Conforme informou, o serviço Ligue 180 recebeu, em 2024, 64.484 ligações de chamadas de Minas Gerais. A promotora Nádia Mateus também apresentou dados: “Em 2024, foram 248 feminicídios tentados e 163 consumados. De janeiro a setembro de 2025, já são 143 tentados e 123 consumados”.
O alto número de tentativas de violência de gênero é um ponto de alerta destacado por Luana Borba, defensora pública. Segundo ela, das mulheres que relataram ter sofrido violência em 2024, apenas cerca de 24% buscaram algum órgão para receber ajuda. De janeiro de 2021 a agosto de 2025, foram registrados na Defensoria Pública mais de 100 mil atendimentos relativos à violência contra a mulher no Estado.

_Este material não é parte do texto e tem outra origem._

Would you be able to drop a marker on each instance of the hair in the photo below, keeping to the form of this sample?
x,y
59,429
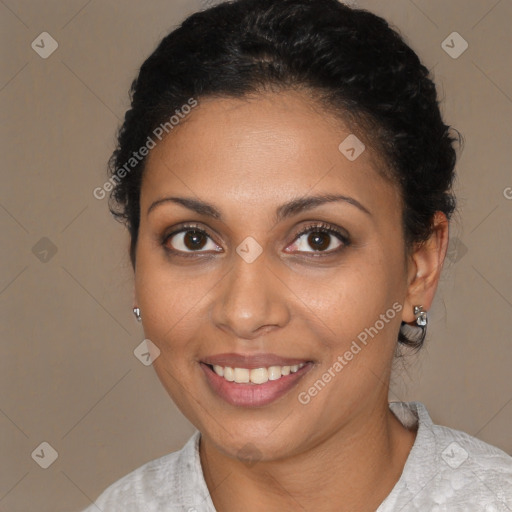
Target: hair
x,y
351,61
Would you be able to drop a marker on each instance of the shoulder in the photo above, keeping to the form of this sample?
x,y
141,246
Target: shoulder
x,y
166,483
448,470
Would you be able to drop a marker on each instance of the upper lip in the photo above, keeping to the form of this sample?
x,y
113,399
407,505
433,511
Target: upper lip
x,y
251,361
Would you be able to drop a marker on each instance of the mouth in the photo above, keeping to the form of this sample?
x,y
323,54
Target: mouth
x,y
256,386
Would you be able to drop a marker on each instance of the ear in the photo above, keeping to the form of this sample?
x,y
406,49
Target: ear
x,y
424,270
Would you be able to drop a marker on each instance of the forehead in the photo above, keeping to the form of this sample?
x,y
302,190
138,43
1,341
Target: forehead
x,y
260,150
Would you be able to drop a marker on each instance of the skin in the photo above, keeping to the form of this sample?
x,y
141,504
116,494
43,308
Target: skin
x,y
344,450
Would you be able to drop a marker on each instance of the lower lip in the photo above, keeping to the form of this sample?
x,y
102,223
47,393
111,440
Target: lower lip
x,y
253,395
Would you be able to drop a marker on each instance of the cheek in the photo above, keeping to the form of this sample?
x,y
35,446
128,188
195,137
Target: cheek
x,y
169,299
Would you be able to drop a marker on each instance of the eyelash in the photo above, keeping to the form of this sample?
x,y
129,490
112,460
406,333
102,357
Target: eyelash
x,y
311,228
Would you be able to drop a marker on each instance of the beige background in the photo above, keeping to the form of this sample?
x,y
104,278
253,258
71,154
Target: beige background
x,y
68,373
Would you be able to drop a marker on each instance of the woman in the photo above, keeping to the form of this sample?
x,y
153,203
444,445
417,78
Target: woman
x,y
285,176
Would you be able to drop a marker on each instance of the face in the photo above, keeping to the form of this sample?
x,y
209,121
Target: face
x,y
242,262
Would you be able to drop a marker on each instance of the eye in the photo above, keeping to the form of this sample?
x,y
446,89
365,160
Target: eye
x,y
189,239
320,238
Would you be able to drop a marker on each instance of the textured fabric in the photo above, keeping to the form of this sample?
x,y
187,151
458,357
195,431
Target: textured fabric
x,y
446,471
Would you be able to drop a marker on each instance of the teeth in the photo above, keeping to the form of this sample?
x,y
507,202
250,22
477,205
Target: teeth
x,y
241,375
256,375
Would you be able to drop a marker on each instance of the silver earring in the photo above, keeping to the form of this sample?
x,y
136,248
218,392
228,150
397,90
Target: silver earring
x,y
421,316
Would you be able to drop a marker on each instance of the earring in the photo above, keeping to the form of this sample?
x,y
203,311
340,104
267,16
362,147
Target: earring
x,y
421,316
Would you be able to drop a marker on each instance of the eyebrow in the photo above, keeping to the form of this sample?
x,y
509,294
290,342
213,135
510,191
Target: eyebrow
x,y
293,207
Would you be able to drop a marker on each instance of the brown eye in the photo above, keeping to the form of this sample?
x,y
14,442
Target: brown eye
x,y
319,241
194,240
190,240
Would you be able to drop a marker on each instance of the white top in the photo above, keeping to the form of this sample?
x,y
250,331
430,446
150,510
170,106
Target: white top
x,y
446,471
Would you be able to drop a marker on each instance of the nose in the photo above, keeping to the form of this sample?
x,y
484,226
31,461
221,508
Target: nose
x,y
250,300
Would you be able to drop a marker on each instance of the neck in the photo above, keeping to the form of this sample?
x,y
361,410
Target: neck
x,y
354,469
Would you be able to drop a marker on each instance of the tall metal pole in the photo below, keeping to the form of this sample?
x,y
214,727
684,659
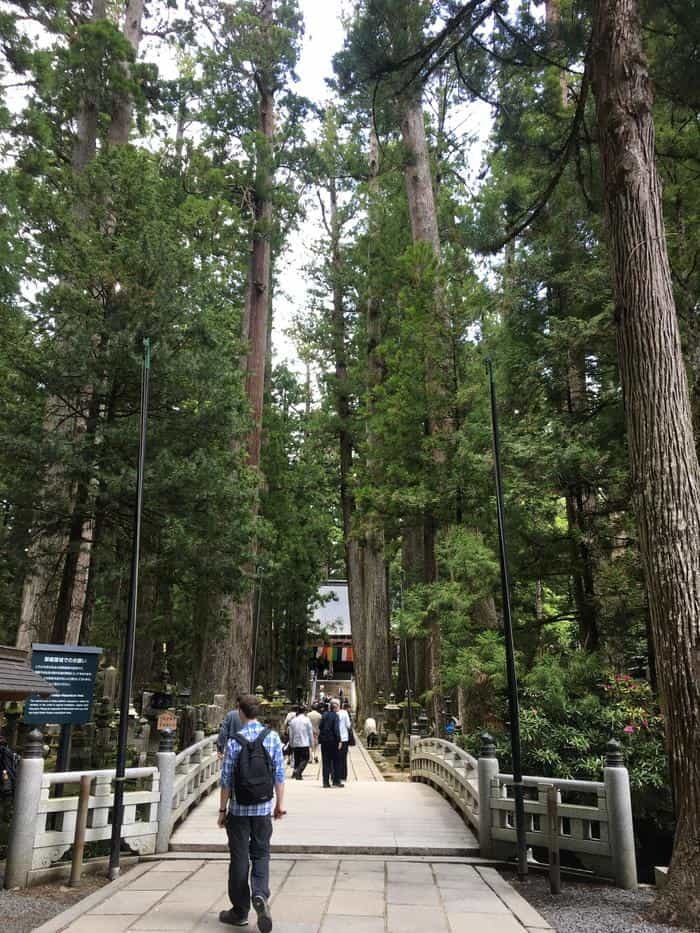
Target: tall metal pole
x,y
518,787
257,631
130,635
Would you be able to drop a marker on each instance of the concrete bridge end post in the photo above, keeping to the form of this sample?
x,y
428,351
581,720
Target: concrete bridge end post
x,y
165,760
487,770
30,774
620,825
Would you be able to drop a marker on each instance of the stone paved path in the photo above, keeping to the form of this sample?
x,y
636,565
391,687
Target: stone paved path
x,y
323,895
367,816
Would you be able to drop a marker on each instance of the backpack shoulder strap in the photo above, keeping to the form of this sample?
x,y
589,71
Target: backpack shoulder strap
x,y
261,736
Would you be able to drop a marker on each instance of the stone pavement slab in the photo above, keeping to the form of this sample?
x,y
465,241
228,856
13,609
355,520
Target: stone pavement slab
x,y
312,896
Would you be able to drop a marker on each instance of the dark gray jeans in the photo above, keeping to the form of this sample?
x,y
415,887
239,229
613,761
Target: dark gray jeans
x,y
249,845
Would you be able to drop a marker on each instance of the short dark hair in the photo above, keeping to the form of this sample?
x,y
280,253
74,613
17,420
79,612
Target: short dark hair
x,y
249,706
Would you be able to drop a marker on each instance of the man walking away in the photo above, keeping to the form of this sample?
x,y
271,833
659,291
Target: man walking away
x,y
371,733
229,727
315,720
252,773
345,726
329,737
301,738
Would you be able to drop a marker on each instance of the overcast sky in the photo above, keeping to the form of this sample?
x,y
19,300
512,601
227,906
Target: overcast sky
x,y
323,37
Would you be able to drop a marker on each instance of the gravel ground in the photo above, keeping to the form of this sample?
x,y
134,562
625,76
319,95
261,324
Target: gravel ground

Cristiane Brum, representante da Secretaria de Estado de Justiça e Segurança Pública, disse que os seis programas trabalhados pela secretaria atualmente contemplam ações contra a violência à mulher de algum modo. De forma especial, apresentou o programa lançado em janeiro de 2025, o Proteja Minas. O objetivo é trabalhar a prevenção desse tipo de crime, especialmente contra mulheres que ainda não possuem qualquer histórico de violência doméstica.
Entre as ações em curso na Secretaria de Desenvolvimento Social, Lorene Lima ressaltou campanhas de sensibilização durante todo o ano, o protocolo Fale Agora, ferramenta de enfrentamento à violência sexual contra a mulher, e o Centro Risoleta Neves de Atendimento às Mulheres (Cerna), com atendimentos na Capital e no interior.
A Major Bruna Lopes, da Polícia Militar, relatou que diversos órgãos construíram um plano de metas para ser cumprido até 2030 com ações voltadas à violência de gênero. A maior parte desse tipo de violência está ligada a relacionamentos conjugais, ocorrem dentro de casa e com arma branca, informou. A major também defendeu o fortalecimento das ações que trabalham com os agressores, voltadas à educação e reflexão.
Aproveitar as informações sobre o contexto de violência para criar políticas e ações também foi apontado pela delegada e diretora de Gestão das Delegacias de Mulheres da Polícia Civil, Larissa Maia. Ela trouxe dados sobre a solicitação de medidas protetivas. Até outubro deste ano, foram 54.824. “Elas são importantes porque servem para interromper um ciclo de violência. A partir desse ponto, a mulher toma consciência de que está sofrendo violência”, frisou.